Trees do, of course, grow themselves. It's called natural regeneration and it happens when conditions are optimal. But because of intense grazing pressures and other threats rooted in human land use decisions, trees often can't get a foothold themselves and woodland creation needs a helping hand. That means surveys, deer control, planting, supporting tree nurseries, fencing, protective tubes and more. That all costs money.

As a country, we recognise that protecting, restoring and expanding our precious native woodland costs money, and that's why we have a Forestry Grant Scheme (FGS). It might not be perfect, but the FGS is the 'bread and butter' funding source for native woods and trees in Scotland. It pays for woodland creation and for sustainable woodland management.

The FGS works, too. For several years, the FGS budget rose steadily. Over the same period, the amount of new woodland steadily increased. Not as much as the Climate Change Committee says we need it to - we need to double our woodland creation rate for that1 - but things were moving in the right direction.

In December 2023, the Scottish Government announced a surprise cut to the FGS budget for the 2024-25 financial year. It was reduced by a massive 41%, amounting to a £32 million cut. They blamed the UK Government - citing a 10% cut to Scotland's capital budget2 - but clearly the Scottish Government deprioritised woodland grants too, which is why the FGS cut was 41% and not 10%.

Both the commercial forestry sector and the native woodland environmental NGOs condemned that decision, warning it would lead to a massive dent in confidence and supply chains, and ultimately, to the rate of woodland creation falling drastically. This is what happened, and in his Programme for Government statement in September 2024, first minister John Swinney tacitly conceded this point by reducing the woodland creation target, in year, from 18,000ha to just 10,000ha. The new target is all that the reduced budget would allow.

These unprecedented cuts to funding and targets have had a chilling effect across the supply chain, which has a lead-in time of at least three years to respond to policy and funding change. For example, nurseries that supply the saplings, which are crucial to tackling climate change and the nature crises, are now composting and destroying millions of saplings that were planted in response to previous funding conditions.

Another result is a dent in confidence overall, leading to less investment in jobs and infrastructure. Forestry is a slow-moving ship and this confidence can take years to return. So it is clear – when woodland grant funding is up, woodland creation goes up. When woodland grant funding is down, woodland creation goes down.

On 30 October, the new UK chancellor Rachel Reeves announced her first budget, which gave rise to an additional £610 million in capital budget allocation for Scotland3.

On 4 December, the Scottish Government will set out its 2025-26 budget.

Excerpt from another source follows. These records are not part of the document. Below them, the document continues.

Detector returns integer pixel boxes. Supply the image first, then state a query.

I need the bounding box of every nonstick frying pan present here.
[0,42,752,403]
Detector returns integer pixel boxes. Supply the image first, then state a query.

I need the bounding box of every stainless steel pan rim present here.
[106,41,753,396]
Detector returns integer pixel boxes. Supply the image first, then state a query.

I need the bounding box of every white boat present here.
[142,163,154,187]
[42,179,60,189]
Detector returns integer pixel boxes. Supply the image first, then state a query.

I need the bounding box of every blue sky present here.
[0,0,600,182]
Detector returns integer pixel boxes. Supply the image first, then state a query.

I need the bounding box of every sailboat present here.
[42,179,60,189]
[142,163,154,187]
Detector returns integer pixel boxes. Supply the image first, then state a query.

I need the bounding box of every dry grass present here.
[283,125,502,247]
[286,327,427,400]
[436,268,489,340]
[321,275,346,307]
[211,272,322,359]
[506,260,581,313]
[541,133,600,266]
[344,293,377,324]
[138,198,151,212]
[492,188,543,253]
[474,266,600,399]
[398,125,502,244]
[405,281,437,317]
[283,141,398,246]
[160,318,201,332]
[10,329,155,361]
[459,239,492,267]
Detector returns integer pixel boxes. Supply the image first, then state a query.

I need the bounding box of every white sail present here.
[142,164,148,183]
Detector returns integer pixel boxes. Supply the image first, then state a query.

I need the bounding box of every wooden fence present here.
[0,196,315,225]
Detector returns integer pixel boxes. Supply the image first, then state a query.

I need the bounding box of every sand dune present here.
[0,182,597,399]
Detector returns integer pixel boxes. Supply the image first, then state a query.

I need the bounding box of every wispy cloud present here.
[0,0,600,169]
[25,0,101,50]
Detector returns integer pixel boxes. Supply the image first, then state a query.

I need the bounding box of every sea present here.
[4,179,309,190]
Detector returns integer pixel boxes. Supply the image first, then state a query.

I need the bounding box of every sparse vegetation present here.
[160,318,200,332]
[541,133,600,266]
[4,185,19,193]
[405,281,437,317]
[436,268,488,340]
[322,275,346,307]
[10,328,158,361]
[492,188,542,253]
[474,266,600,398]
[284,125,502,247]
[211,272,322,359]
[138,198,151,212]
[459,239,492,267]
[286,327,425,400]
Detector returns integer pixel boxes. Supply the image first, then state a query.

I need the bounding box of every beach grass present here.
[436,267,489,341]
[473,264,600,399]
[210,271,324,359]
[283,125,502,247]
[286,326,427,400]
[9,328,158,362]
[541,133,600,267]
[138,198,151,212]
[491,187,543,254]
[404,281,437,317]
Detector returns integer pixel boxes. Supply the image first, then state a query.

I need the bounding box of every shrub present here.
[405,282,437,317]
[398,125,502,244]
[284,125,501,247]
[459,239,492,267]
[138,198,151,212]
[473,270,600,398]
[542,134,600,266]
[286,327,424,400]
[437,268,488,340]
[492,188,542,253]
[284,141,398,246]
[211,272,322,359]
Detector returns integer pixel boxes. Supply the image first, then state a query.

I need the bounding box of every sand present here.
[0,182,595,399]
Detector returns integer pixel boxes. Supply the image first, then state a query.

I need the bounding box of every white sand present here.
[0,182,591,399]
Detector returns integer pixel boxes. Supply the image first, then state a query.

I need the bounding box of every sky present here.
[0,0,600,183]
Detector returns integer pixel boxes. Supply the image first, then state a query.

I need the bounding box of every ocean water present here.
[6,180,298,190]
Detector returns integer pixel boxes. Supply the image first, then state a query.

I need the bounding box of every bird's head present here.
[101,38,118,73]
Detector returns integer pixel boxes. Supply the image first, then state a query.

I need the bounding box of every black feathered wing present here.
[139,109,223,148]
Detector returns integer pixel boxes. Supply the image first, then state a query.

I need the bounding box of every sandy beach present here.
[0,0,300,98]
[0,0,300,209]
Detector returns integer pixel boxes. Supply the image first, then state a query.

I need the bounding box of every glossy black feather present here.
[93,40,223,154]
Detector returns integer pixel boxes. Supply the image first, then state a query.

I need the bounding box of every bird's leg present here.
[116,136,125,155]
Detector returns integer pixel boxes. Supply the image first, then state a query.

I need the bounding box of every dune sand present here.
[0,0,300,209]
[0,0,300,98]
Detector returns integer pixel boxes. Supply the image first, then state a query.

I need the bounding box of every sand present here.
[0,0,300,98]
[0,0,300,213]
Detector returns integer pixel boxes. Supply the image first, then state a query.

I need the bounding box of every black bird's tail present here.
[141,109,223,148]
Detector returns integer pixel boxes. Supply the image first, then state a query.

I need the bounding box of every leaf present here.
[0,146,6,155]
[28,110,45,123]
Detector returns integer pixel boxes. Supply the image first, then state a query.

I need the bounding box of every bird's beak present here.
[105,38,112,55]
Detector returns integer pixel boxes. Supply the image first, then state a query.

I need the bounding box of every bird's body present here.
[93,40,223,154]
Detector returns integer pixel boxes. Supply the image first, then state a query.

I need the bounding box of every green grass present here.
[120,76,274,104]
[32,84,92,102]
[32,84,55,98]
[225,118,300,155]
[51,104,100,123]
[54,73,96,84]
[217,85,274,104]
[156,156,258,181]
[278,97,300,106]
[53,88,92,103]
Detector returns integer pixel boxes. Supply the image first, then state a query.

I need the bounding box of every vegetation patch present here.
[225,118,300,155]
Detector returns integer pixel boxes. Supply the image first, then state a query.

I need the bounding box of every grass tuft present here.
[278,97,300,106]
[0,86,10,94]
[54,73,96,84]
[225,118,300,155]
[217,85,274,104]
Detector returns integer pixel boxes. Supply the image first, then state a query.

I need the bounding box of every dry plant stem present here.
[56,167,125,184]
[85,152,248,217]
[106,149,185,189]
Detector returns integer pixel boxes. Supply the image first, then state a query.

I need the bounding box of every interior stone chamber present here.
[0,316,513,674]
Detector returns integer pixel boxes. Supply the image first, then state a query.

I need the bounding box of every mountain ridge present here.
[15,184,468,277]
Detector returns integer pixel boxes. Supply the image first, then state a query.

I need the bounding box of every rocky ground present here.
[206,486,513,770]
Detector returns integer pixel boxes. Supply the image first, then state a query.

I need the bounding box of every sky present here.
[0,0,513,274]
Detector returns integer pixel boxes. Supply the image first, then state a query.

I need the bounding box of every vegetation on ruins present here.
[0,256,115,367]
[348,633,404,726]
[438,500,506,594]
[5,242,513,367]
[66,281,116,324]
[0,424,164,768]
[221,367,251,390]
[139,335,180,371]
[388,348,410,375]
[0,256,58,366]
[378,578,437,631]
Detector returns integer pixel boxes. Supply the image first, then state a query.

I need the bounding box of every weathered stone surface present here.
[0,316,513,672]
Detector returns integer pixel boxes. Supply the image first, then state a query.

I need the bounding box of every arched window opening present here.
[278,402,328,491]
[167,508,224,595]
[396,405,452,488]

Given that increase in the available capital funding, Scottish ministers have a chance to raise Scotland’s ambitions on climate and nature action and restore the FGS budget it cut last year – a call being made by diverse groups like Woodland Trust Scotland, Confor, and Scottish Land & Estates. At the same time, it should restore and greatly increase the separate Nature Restoration Fund budget that it raided in-year to pay for other priorities.

In making these decisions, the Scottish Government could restore credibility to its claim that Scotland is a world leader in climate and nature action. Tackling the nature and climate crises requires action, not rhetoric, and we hope the Scottish Government is ready to act.

1Climate Change Committee (2024). Scotland’s 2030 climate goals are no longer credible.

2Kevin Keane (2024). Climate change experts have 'serious concerns' at tree planting cut. BBC.

3Scottish Government (2024). A Budget to fix the foundations and deliver change for Scotland.